Of course, nothing is ever straightforward, and the story takes us through the shenanigans of the Twelve Caesars of the first century AD and the reigns of maniacs like Caligula and Nero, with occasional bouts of sanity under the rule of Vespasian and Titus. Despite the internal problems, this was the time when the power of the Romans extended over more area than ever before. The last bit is the brilliant success of the ‘Five Good Emperors’ of the second century when the system worked, and it was once said this was the happiest time in human history.
It’s tragic, isn’t it? Just when human beings start to get something right, they have to ruin it. In a way, it wasn’t the Romans’ fault. Other people wanted a slice of the action and wanted to invade the Empire. Unfortunately, the Roman Empire was now so big that governing and defending it was almost impossible. So Part V is all about how it started to go horribly wrong. The Romans didn’t help, though, because they had a succession of military adventurers, thugs, and lunatics for rulers, most of whom died a violent death after short, turbulent reigns. But in the fourth century emperors like Dioclectian and Constantine the Great made a good stab at holding everything together. But the other problems, like barbarians rattling at the gates, didn’t go away, and the coming of Christianity cut right to the very core of Roman tradition, and changed society forever. So in the end, Rome fell, though what she stood for and what she meant clung on in the Eastern Empire for another thousand years.
This is the bit of the book where you can find the low-down on ten points in Roman history when things changed. Because that’s how it is in history. There might be long-term changes afoot, but things really change when something dramatic happens, like the Battle of Actium in 31 BC. That didn’t just change the history of the Roman Empire; it changed the history of the whole world. Next, I’ve picked out ten unusually interesting Romans whose contribution to their world and ours has marked them out as people to be reckoned with. After them come ten bad Romans because like all villains the baddies are often the most interesting people of their times.

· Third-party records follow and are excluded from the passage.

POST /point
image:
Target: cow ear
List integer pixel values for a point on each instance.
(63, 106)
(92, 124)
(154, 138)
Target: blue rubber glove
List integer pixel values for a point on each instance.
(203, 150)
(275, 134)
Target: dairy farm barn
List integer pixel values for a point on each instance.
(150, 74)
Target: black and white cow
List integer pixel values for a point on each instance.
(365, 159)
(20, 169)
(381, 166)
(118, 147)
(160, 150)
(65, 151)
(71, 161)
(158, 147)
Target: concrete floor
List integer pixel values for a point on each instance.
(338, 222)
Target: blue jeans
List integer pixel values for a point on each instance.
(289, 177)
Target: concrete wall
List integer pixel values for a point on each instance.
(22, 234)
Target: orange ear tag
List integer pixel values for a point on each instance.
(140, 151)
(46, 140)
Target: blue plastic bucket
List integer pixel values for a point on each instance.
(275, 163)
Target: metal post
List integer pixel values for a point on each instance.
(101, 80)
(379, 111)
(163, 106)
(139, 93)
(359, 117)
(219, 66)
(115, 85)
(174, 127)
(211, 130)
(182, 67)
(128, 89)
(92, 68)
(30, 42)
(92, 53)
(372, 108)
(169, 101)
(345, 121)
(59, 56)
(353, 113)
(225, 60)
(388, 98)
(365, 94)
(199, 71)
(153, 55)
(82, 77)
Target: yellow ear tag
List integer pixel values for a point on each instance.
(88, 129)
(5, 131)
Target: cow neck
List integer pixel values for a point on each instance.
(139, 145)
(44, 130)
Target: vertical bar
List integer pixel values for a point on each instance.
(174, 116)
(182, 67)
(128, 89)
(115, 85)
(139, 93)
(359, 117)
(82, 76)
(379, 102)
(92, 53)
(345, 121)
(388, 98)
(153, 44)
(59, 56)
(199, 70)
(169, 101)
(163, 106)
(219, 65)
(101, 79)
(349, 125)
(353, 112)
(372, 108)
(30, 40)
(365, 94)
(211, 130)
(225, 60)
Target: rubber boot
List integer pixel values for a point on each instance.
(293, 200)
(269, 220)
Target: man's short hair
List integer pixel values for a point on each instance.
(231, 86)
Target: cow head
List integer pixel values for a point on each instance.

I’ve also chosen ten people who gave the world’s first superpower a monumental runaround. These are the anti-Romans. Finally, because I know by this stage in the book you’ll be champing at the bit to go and see the Roman Empire for yourself, I’ve made a list of ten unmissable places that have some of the most sensational remains there are.
When you flick through this book, you’ll notice little icons in the margins. These icons pick out certain key aspects of the Roman world:
There are several different ways you can go with this book. You can start at the beginning and work your way through to the end. Or you could remember that in 1773 Dr Samuel Johnson was asked if he had read a book from cover to cover. He replied, ‘No, Sir, do you read books through?’ Dr Johnson would be pleased with this book (at least I hope he would have been) because you can read any part you want when you want, and as many times as you want. So if you want to know about the emperor Nero, you can dive right in at Chapter 16, but if it’s soldiers you’re after then Chapter 5 will set you up, while chariot-racing is lurking in Chapter 8. There’s no need to read any chapter you don’t want to. And one of the nicest things of all is that you can read about any bit of the Romans you want without having to learn a single Latin verb!